The Painted Bird - Jerzy Kosinski [68]
But it was too late to withdraw. I stood on the altar platform, the lean flames of the candles flickering in my eyes. Their uncertain flutter made the agony-racked body of the crucified Jesus seem almost lifelike. But when I examined His face, it did not seem to be gazing; the eyes of Jesus were fixed somewhere downward, below the altar, below us all.

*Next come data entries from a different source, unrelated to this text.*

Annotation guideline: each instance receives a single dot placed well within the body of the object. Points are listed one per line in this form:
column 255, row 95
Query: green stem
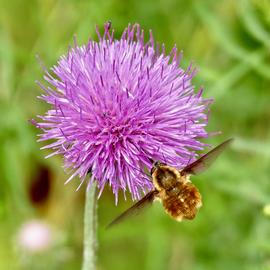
column 90, row 228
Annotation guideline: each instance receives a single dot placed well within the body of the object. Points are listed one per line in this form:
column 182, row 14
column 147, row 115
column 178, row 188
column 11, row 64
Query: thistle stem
column 90, row 228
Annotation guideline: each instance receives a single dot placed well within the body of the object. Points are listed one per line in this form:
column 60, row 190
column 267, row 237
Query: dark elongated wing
column 136, row 208
column 206, row 160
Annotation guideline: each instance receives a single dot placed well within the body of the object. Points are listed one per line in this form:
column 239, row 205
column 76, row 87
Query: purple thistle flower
column 116, row 105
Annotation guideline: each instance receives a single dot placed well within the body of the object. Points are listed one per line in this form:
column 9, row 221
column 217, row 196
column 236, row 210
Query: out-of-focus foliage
column 230, row 43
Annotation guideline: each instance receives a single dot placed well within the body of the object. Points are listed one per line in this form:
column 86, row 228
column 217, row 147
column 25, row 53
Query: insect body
column 180, row 198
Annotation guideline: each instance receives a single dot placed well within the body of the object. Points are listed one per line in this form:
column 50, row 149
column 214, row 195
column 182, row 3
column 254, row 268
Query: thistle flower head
column 119, row 104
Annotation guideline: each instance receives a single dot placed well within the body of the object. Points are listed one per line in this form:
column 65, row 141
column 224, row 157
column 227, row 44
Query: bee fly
column 179, row 197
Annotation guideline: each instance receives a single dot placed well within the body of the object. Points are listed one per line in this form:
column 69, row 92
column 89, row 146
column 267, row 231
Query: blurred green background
column 230, row 42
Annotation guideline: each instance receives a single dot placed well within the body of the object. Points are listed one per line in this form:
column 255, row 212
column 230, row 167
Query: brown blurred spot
column 40, row 186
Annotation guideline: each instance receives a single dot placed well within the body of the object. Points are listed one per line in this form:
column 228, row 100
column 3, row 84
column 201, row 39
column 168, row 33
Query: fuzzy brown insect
column 179, row 197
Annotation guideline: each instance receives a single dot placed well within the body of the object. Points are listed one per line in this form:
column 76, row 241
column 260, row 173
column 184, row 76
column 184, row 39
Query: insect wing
column 206, row 160
column 136, row 208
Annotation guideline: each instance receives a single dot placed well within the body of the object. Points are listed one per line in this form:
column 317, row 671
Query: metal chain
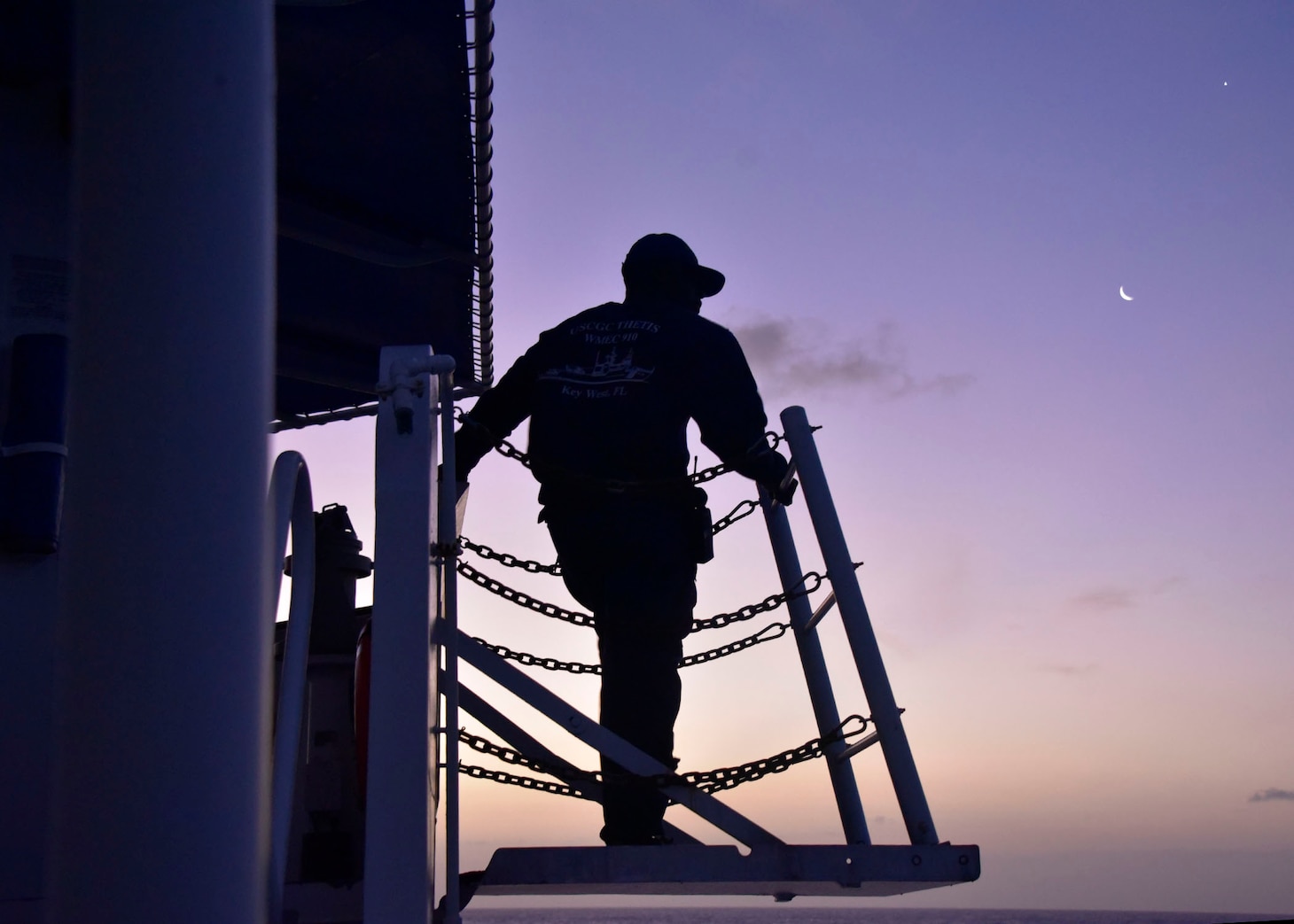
column 529, row 566
column 519, row 598
column 768, row 633
column 525, row 782
column 807, row 584
column 508, row 449
column 776, row 629
column 536, row 662
column 729, row 778
column 737, row 513
column 510, row 561
column 706, row 780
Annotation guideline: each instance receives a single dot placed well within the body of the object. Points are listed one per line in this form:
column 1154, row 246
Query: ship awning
column 377, row 215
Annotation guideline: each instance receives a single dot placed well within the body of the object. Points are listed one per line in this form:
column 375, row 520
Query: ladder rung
column 858, row 746
column 823, row 609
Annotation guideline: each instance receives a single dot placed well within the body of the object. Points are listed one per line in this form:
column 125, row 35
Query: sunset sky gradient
column 1074, row 510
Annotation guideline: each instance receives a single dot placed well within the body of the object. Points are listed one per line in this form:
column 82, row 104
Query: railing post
column 401, row 780
column 843, row 782
column 290, row 505
column 858, row 629
column 447, row 552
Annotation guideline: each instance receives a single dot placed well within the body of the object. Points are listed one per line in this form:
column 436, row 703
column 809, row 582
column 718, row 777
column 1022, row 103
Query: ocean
column 819, row 915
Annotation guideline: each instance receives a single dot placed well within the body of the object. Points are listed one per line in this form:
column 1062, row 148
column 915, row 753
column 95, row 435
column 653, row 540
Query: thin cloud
column 1069, row 669
column 801, row 353
column 1111, row 598
column 1107, row 600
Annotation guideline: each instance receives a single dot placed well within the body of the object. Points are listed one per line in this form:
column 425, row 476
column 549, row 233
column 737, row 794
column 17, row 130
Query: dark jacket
column 610, row 393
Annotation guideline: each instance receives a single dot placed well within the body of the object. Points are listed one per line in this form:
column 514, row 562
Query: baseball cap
column 656, row 250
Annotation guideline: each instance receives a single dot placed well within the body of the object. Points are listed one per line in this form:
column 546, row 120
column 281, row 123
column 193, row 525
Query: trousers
column 630, row 561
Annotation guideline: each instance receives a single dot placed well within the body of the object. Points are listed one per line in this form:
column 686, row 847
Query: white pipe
column 162, row 701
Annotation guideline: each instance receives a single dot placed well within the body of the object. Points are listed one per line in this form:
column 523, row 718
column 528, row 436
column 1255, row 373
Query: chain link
column 807, row 584
column 768, row 633
column 525, row 782
column 729, row 778
column 508, row 449
column 706, row 780
column 536, row 662
column 519, row 598
column 510, row 561
column 737, row 513
column 532, row 567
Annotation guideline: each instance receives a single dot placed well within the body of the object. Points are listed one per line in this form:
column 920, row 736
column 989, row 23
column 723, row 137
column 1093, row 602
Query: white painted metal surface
column 292, row 506
column 160, row 780
column 858, row 629
column 401, row 778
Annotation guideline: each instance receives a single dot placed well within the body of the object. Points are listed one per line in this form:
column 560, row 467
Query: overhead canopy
column 377, row 219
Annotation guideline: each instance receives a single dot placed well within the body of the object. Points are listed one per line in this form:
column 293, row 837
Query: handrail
column 483, row 59
column 292, row 506
column 447, row 542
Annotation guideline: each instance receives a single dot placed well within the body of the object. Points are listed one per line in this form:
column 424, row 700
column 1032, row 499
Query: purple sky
column 1075, row 510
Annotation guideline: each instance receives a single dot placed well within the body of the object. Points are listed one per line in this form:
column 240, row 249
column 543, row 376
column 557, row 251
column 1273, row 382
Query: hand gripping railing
column 292, row 506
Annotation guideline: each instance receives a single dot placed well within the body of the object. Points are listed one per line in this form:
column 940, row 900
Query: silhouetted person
column 610, row 393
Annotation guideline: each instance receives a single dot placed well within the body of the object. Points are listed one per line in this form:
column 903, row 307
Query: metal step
column 782, row 871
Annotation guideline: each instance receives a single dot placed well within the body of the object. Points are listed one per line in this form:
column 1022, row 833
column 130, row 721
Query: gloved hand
column 770, row 469
column 784, row 492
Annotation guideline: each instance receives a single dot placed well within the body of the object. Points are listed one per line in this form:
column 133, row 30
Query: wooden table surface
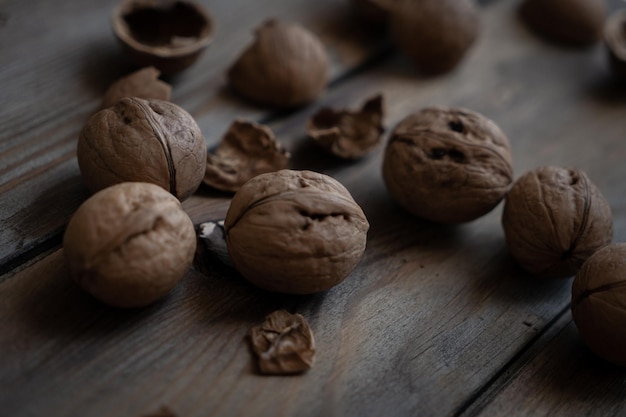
column 435, row 320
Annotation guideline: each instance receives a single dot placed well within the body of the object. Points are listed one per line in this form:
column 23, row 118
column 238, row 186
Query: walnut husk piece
column 297, row 232
column 599, row 303
column 284, row 344
column 349, row 134
column 447, row 165
column 130, row 244
column 286, row 66
column 145, row 141
column 555, row 218
column 247, row 150
column 143, row 83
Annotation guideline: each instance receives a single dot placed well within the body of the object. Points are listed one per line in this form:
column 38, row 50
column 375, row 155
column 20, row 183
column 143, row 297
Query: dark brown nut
column 447, row 165
column 143, row 83
column 615, row 41
column 247, row 150
column 284, row 344
column 286, row 66
column 570, row 22
column 295, row 232
column 349, row 134
column 599, row 303
column 554, row 219
column 129, row 244
column 145, row 141
column 167, row 34
column 435, row 34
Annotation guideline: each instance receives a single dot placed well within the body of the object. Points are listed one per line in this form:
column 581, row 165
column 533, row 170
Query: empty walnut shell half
column 554, row 219
column 167, row 34
column 145, row 141
column 247, row 150
column 286, row 66
column 348, row 134
column 143, row 83
column 599, row 303
column 447, row 165
column 295, row 232
column 571, row 22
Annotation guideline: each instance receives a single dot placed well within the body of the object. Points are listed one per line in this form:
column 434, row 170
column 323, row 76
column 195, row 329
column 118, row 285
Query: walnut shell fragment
column 554, row 219
column 349, row 134
column 247, row 150
column 143, row 83
column 284, row 344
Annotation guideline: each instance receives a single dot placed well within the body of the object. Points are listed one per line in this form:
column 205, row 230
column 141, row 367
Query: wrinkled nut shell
column 599, row 303
column 129, row 245
column 447, row 165
column 572, row 22
column 286, row 66
column 554, row 219
column 145, row 141
column 295, row 232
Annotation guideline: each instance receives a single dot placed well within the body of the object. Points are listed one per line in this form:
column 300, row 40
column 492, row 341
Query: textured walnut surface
column 283, row 343
column 447, row 165
column 599, row 302
column 554, row 219
column 295, row 231
column 129, row 244
column 145, row 141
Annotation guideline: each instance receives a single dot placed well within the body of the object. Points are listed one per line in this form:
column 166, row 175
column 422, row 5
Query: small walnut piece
column 554, row 219
column 570, row 22
column 435, row 34
column 349, row 134
column 295, row 232
column 599, row 303
column 129, row 244
column 284, row 344
column 447, row 165
column 286, row 66
column 145, row 141
column 247, row 150
column 143, row 83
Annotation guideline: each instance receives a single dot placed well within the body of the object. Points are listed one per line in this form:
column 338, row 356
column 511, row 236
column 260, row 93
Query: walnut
column 144, row 84
column 295, row 232
column 247, row 150
column 447, row 165
column 286, row 66
column 167, row 34
column 435, row 34
column 571, row 22
column 599, row 303
column 554, row 219
column 349, row 134
column 146, row 141
column 129, row 244
column 284, row 344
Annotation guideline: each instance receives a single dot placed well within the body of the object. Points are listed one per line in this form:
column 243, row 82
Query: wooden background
column 435, row 321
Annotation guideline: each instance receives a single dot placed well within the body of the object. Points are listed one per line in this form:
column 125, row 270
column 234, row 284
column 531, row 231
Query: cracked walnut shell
column 296, row 232
column 145, row 141
column 554, row 219
column 129, row 244
column 447, row 165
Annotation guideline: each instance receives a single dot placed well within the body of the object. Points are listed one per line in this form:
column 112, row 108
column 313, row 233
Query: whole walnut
column 447, row 165
column 145, row 141
column 599, row 303
column 286, row 66
column 554, row 219
column 435, row 34
column 129, row 244
column 571, row 22
column 295, row 232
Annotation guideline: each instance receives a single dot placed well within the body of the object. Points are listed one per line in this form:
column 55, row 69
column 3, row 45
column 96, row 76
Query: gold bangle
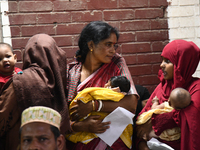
column 93, row 106
column 72, row 124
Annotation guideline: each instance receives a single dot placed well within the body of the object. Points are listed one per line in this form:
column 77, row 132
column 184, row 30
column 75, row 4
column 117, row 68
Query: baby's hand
column 117, row 89
column 155, row 99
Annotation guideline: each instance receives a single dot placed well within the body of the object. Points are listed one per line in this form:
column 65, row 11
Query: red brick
column 159, row 3
column 158, row 46
column 114, row 24
column 152, row 35
column 126, row 37
column 134, row 25
column 130, row 59
column 22, row 19
column 149, row 58
column 18, row 54
column 155, row 68
column 66, row 5
column 69, row 60
column 148, row 13
column 102, row 4
column 137, row 70
column 150, row 79
column 63, row 40
column 19, row 42
column 159, row 24
column 54, row 17
column 15, row 31
column 19, row 65
column 30, row 6
column 73, row 28
column 130, row 48
column 75, row 39
column 79, row 16
column 31, row 30
column 118, row 14
column 133, row 3
column 12, row 7
column 70, row 51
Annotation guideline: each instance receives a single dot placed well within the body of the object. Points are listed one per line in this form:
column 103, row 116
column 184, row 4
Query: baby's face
column 7, row 60
column 107, row 85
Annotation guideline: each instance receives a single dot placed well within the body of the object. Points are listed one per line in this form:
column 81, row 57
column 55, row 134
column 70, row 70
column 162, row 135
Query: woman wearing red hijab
column 180, row 61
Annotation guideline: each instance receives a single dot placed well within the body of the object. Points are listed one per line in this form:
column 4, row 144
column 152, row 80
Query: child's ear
column 61, row 142
column 15, row 57
column 91, row 45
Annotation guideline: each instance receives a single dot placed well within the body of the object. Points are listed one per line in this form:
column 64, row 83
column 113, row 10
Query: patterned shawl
column 44, row 77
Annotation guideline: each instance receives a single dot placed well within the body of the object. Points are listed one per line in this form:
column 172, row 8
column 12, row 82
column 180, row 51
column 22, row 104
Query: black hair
column 95, row 31
column 53, row 129
column 6, row 44
column 120, row 81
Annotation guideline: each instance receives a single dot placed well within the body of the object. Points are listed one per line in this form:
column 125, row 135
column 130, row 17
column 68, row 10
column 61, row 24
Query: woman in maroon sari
column 180, row 60
column 97, row 62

I heard an impatient hiss behind me. I placed my sweaty palms under the cool tray of the missal, breathed deeply, and straining to the utmost, raised it. I cautiously stepped back, feeling the edge of the step with my toe. Suddenly, in an instant of time as brief as the prick of a needle, the weight of the missal grew overwhelming and tipped me backward. I staggered and could not regain my balance. The ceiling of the church reeled. The missal and its tray tumbled down the steps. An involuntary shout sprang from my throat. Almost simultaneously my head and shoulders struck against the floor. When I opened my eyes angry, red faces were bent over me.
Rough hands tore me up from the floor and pulled me toward the doorway. The crowd parted in stupefaction. From the balcony a male voice shouted “Gypsy vampire!” and several voices took up the chant. Hands clamped my body with excruciating hardness, tearing at my flesh. Outside I wanted to cry and beg for mercy, but no sound came from my throat. I tried once more. There was no voice in me.
The fresh air hit my heated body. The peasants dragged me straight toward a large manure pit. It had been dug two or three years ago, and the small outhouse standing next to it with small windows cut in the shape of the cross was the subject of special pride to the priest. It was the only one in the area. The peasants were accustomed to attending to the wants of nature directly in the field and only used it when coming to church. A new pit was being dug on the other side of the presbytery, however, because the old pit was completely full and the wind often carried foul odors to the church.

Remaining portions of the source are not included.